The Ellacombe apparatus is a mechanism devised for performing change ringing on church bells by striking stationary bells with hammers. It does not produce the same sound as full circle ringing due to the absence of Doppler effect as the bells do not rotate, and the lack of a damping effect from the clapper after each strike.

==Operation==
The apparatus can be operated by one person, unlike the traditional method, where the bells are rotated through over 360 degrees (full circle ringing) to sound them and one bell-ringer is needed for each bell. Instead the bells are kept static (or "hung dead") and a hammer is struck against the inside of the bell. Each hammer is connected by a rope to a fixed frame in the bell-ringing room. When in use the ropes are taut, and pulling one of the ropes towards the player will strike the hammer against the bell. To enable full circle ringing, the Ellacombe ropes can be slackened to allow the hammers to drop away from the moving bells.

The system was devised in 1821 by Reverend Henry Thomas Ellacombe of Gloucestershire, who first had such a system installed in Bitton in 1822. He created the system as an alternative to using his local ringers, so that he did not have to tolerate behaviour that he saw as unruly. The Revd Ellacombe was the editor of the bell-ringing column of a church periodical called "Church Bells", and was not slow to criticise the actions of bell ringers who did not ring exclusively for church services. A particular target was "prize ringing", where teams from different churches competed for a prize for the best ringing, usually accompanied by a social event. An example was in 1875 when he weighed in with a diatribe against a ringing competition at Slapton in Devon, when he wrote, "We blame the Vicar and churchwardens for allowing the bells to be so prostituted for the benefits of a publican's pocket...".

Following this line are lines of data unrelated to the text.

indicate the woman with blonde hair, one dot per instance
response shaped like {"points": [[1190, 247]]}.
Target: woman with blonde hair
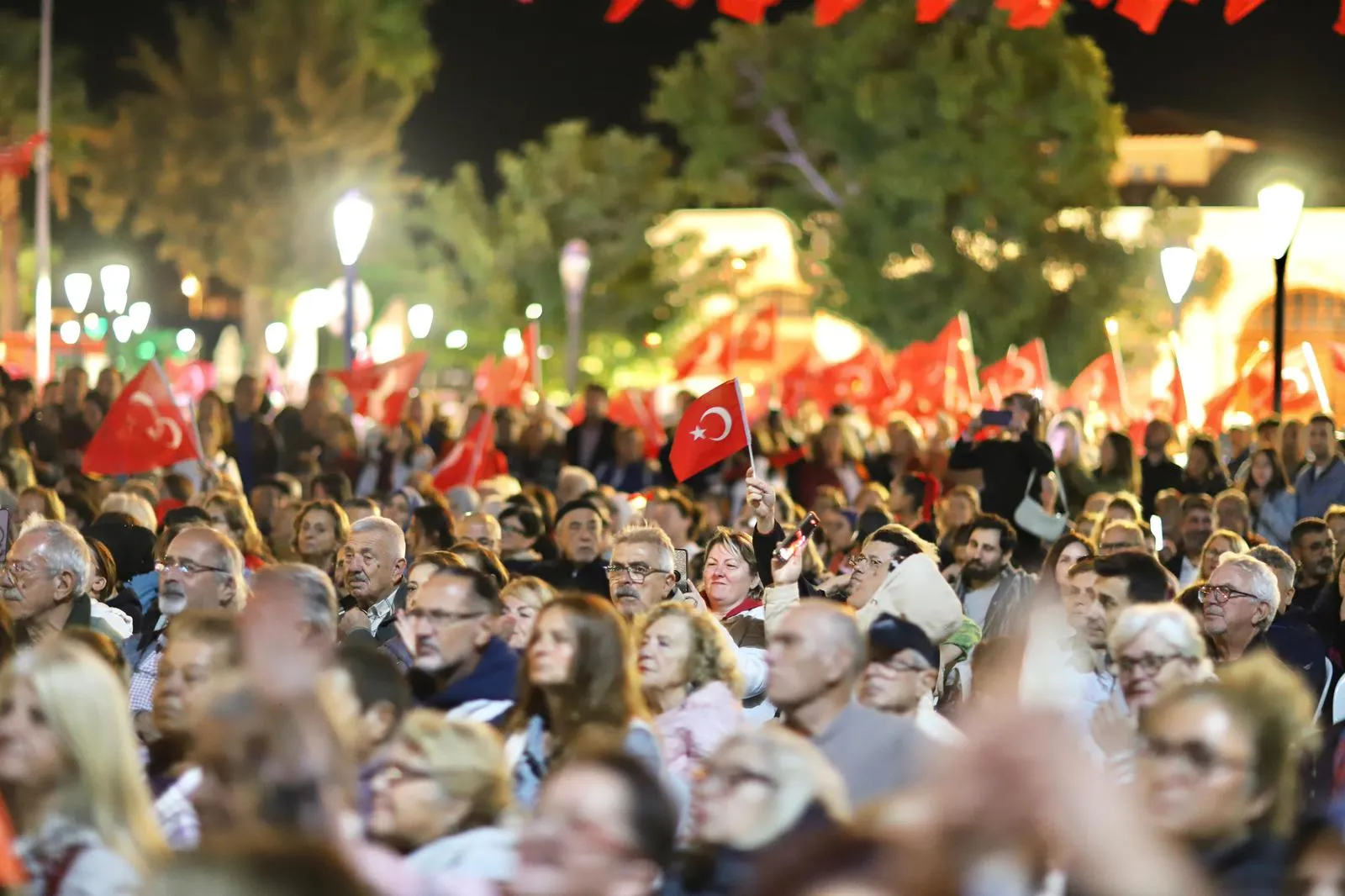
{"points": [[759, 788], [441, 795], [689, 674], [524, 600], [71, 774], [1219, 767], [230, 515]]}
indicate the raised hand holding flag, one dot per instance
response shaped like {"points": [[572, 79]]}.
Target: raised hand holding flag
{"points": [[145, 430], [713, 428]]}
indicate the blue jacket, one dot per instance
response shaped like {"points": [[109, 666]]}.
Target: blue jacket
{"points": [[1275, 519], [488, 694], [1318, 493]]}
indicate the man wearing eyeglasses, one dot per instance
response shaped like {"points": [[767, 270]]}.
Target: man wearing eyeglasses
{"points": [[461, 665], [201, 569], [1239, 604]]}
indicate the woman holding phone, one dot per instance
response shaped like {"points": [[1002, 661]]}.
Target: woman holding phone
{"points": [[1012, 466]]}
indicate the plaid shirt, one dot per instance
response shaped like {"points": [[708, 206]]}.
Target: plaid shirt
{"points": [[177, 815], [145, 677]]}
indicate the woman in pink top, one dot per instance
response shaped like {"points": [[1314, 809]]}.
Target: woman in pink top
{"points": [[690, 680]]}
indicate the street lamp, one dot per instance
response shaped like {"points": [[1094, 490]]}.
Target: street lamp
{"points": [[1281, 210], [1179, 264], [116, 282], [575, 269], [419, 320], [78, 286], [353, 219]]}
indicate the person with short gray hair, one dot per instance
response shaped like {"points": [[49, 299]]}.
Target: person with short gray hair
{"points": [[1237, 606], [45, 584]]}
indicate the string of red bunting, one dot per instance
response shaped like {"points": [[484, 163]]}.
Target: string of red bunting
{"points": [[1022, 13]]}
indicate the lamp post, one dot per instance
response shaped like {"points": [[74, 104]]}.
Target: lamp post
{"points": [[575, 269], [1179, 264], [353, 219], [1281, 210]]}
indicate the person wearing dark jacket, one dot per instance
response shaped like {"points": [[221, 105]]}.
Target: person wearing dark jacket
{"points": [[583, 537], [593, 441], [461, 667], [1013, 467]]}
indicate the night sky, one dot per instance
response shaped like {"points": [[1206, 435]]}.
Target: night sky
{"points": [[510, 69]]}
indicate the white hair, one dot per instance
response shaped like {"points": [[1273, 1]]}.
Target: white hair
{"points": [[62, 548], [383, 528], [132, 505], [1261, 580], [1172, 623]]}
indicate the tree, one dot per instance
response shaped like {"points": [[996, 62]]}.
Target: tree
{"points": [[957, 166], [249, 132], [71, 125], [504, 253]]}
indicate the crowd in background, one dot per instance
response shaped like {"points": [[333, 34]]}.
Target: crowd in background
{"points": [[1020, 656]]}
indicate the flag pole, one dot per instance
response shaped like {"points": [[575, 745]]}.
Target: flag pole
{"points": [[746, 427]]}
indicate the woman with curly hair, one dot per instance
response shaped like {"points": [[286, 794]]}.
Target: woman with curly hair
{"points": [[689, 676]]}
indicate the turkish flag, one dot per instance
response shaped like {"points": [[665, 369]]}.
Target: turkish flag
{"points": [[1098, 385], [634, 408], [1147, 13], [712, 430], [757, 340], [472, 459], [710, 354], [380, 392], [192, 380], [930, 11], [1237, 10], [145, 430], [1020, 370]]}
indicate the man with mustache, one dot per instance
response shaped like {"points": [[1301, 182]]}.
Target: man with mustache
{"points": [[199, 569], [462, 665], [374, 560]]}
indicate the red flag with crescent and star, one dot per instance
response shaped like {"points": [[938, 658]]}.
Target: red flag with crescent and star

In practice, the apparatus required considerable expertise for one person to ring changes, which most churches did not have, and it alienated bell-ringers from the church. The sound of a chime was a poor substitute for the rich sound of swinging bells, and the apparatus fell out of fashion. Consequently, the apparatus was removed from many towers in the past, leaving holes in the ceiling and often frames without ropes.

In towers where the apparatus remains in working order it is often still used to play simple call change sequences, hymn tunes, or carols at Christmas. The apparatus is also used when insufficient full circle ringers are available, or where it is no longer safe to swing the bells. There are known be over 400 Ellacombe chimes in working order in the UK and at least 40 in the other parts of the world.

In the United Kingdom, during the COVID-19 pandemic, Ellacombe apparatuses were used in some churches (when local restrictions allowed) to sound church bells when gathering of large groups indoors was not permitted.